Les cultes du fret et John Frum (Amérique)

Les cultes du fret et John Frum (Amérique)

«Lorsque le monde extérieur, avec toute sa richesse matérielle, a soudainement basculé [ed]», sur des cultures lointaines dont la technologie était limitée à la pierre et au bois, de nouveaux systèmes de croyances ont souvent vu le jour.

Sur de nombreuses îles du Pacifique sud-ouest, la richesse et le pouvoir des explorateurs, des missionnaires et des colons occidentaux ont conduit à la création d’un certain nombre de sectes religieuses partageant toutes le même intérêt pour la richesse matérielle des envahisseurs. Pensée à la fois magique, à la fois mythique et chrétienne hybride, la plupart de ces cultes du fret n’ont duré que quelques décennies au milieu du XXe siècle. Le culte de la cargaison qui reste le plus important aujourd'hui est celui de John Frum.

Cultes du fret

L’invasion de l’Ouest a eu un effet dramatique sur le peuple mélanésien (y compris les îles Fidji, Nouvelle-Guinée, Nouvelles-Hébrides et les Îles Salomon): “La transition soudaine de la société de la hache de pierre cérémonielle à [celle] des voiliers et maintenant des avions n'a pas été facile à faire. ”[je]

Parmi les impacts les plus notables sur la société mélanésienne, il y avait la conviction que les Blancs avaient le pouvoir magique de rassembler les marchandises nécessaires et souhaitables, ce que le pidgin anglais des îles appelle «cargaison» [ii].

Très tôt, avec les biens des Européens, des missionnaires chrétiens ont souvent voyagé et propagé des histoires bibliques qui ressemblaient vaguement à des mythes mélanésiens, comme celui de Mansren:

Il y a longtemps, vivait un vieil homme nommé Manamakeri. . . . Finalement, il a piégé. . . l'étoile du matin. En échange de sa liberté, l'étoile donna une baguette au vieil homme. . . . Manamakeri, âgé comme il était, imprégna maintenant par magie une jeune fille [qui portait]. . . un enfant miracle. . . . Le trio a navigué dans un canot construit par Mansren («Le Seigneur»), alors que le vieil homme était maintenant connu [et qu'il] se rajeunissait en marchant dans un feu. . . . Il a ensuite navigué. . . créant des îles où il s'arrêta et les peuplant avec les ancêtres des Papous actuels.[iii]
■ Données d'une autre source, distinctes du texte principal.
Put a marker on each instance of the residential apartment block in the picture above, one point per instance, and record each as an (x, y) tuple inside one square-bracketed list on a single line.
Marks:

L’apocalypse chrétienne était un favori parmi les insulaires, car elle reflétait une version de Melanese, où, après le cataclysme:Dieu, les ancêtres ou un héros local vont apparaître et inaugurer un paradis de bonheur sur la terre. La mort, la vieillesse, la maladie et le mal seront inconnus. Les Mélanésiens bénéficieront des richesses de l'homme blanc.[iv]

Après des décennies d'un flot continu de produits coloniaux, l'énorme afflux de fournitures apportées par les armées d'occupation de la Seconde Guerre mondiale a dû être accablant. En conséquence, divers cultes de prospérité se sont développés à travers les îles, y compris parmi les Papous de Nouvelle-Guinée:Certains insulaires ont commencé à se regrouper en grandes "villes"; d’autres ont pris des noms bibliques tels que «Jéricho» et «Galilée» pour leurs villages. Bientôt, ils ont adopté des uniformes militaires et ont commencé à percer.[v]

La croyance mélanésienne selon laquelle «les activités de l'homme nécessitaient une assistance magique» était invoquée par le biais d'un rituel était significative pour le développement de ces religions [vi]. Cette conception, combinée à la conviction croissante qu'il existait un «secret» pour invoquer la cargaison les Blancs qui en ont été exclus ont généré certains des aspects les plus uniques de ces groupes:

Cette croyance en l’existence d’un «secret» est si forte que les cultes de la cargaison contiennent généralement un rituel inspiré des coutumes européennes mystérieuses, censées être un indice du pouvoir extraordinaire de l’homme blanc sur les biens et les hommes. Les croyants sont assis autour de tables avec des bouteilles de fleurs devant eux, vêtus de vêtements européens, attendant que le cargo ou l'avion se matérialise.[vii]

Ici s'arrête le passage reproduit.